The issue of people smuggling was high on the agenda at the meeting between both countries, report in The Jakarta Post said.
The Post quoted Indonesia’s Defence Minister Yusgiantoro Purnomo saying that several of the asylum-seekers boats directly travel through Indonesian waters on their way to Australian territory of Christmas Island. Several of them do not necessarily stop along the Indonesian coast, he said.
"We will track their routes to make sure that they haven't sailed from any of the islands in Indonesia and [we will] block their movements," Mr Purnomo said.
During his visit to Indonesia, Prime Minister Abbott had reiterated his government's get-tough policy against asylum-seekers and people-smuggling.
The finer details of the strategy to jointly tackle the people smuggling trade, will be worked out between Australian Immigration Minister Scott Morrison and his Indonesian counterpart Djoko Suyanto.
The Australian Prime Minister, meanwhile, assured Indonesia of his country’s partnership.
"The government of Australia takes a very dim view ... of anyone seeking to use our country as a platform for grandstanding against Indonesia. We will do everything that we possibly can to discourage this and prevent this," Mr Abbott said.
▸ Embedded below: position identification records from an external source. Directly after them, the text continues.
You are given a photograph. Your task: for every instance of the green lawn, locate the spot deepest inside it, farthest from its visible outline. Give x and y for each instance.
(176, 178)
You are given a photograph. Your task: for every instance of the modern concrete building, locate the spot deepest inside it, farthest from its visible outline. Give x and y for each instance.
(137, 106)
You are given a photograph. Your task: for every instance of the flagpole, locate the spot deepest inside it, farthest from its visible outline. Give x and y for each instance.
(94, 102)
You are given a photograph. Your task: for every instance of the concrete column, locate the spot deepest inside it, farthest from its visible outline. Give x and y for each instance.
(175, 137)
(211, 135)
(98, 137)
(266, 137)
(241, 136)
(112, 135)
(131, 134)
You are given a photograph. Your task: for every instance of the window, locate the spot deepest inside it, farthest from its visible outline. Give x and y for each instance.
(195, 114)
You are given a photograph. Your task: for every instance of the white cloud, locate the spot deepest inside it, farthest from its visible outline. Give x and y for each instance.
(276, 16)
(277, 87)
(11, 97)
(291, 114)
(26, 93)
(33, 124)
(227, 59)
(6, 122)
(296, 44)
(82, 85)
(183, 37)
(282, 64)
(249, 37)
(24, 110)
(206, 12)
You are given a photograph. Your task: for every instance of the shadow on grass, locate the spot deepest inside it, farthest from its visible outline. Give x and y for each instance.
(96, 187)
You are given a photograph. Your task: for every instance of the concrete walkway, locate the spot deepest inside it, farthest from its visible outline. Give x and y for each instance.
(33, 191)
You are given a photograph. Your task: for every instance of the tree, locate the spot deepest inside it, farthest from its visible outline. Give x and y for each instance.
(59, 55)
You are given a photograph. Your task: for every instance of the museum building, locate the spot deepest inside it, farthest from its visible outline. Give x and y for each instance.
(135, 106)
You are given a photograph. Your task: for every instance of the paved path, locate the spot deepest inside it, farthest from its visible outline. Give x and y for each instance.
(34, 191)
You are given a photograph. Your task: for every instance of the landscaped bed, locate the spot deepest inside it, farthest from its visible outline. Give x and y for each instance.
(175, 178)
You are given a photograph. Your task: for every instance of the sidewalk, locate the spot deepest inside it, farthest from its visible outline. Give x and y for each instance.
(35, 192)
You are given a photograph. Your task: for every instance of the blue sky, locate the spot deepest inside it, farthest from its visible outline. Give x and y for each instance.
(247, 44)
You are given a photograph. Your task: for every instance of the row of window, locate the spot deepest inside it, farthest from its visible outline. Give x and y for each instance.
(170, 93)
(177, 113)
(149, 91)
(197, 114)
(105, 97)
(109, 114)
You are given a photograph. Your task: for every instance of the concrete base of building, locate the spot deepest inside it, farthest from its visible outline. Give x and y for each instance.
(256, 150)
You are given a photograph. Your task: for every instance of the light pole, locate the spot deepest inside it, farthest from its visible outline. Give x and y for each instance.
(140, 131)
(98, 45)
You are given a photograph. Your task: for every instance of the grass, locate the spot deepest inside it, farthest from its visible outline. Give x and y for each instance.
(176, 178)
Indonesia has, all along, denied Australia’s charges that its territory is used by people smugglers. The country even refused to accept asylum-seekers, turned back by Australia Navy.
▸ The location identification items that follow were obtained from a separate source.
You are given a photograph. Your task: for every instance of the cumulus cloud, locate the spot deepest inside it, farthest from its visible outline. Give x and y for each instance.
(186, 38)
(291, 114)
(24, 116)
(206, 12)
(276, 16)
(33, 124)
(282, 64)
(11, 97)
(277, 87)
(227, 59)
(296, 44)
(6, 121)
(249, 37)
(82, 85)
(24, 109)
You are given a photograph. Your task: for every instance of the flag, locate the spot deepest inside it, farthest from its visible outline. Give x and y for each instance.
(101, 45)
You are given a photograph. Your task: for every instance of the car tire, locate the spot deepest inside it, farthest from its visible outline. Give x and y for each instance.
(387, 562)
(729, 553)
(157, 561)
Indonesia has also expressed its inability to detain any asylum seekers stating that its detention centres are overcrowded.
Indonesia's immigration officials, meanwhile, are conducting public awareness campaigns across the country, encouraging local people to report any information of suspected undocumented people-smuggling activities.
Australia came under a lot of international criticism recently, when a tragedy-struck boat carrying Indonesian asylum seekers left over 50 people, including 30 children, dead or missing. Rights activists accused Australian coast guard saying, it took them over 24 hours to respond to the tragedy - a charge which Australia refuted.
Having won the September elections on a platform of taking strong action against asylum seekers, Australia’s Liberal National Coalition under Prime Minister Abbott introduced “Operation Sovereign Borders” involving 12 agencies, under the unified command of a single three-star military commander for border protection.
Australia is now seeking to
work with its Asian neighbours, including Indonesia, Malaysia and
Thailand to tackle the people-smuggling trade.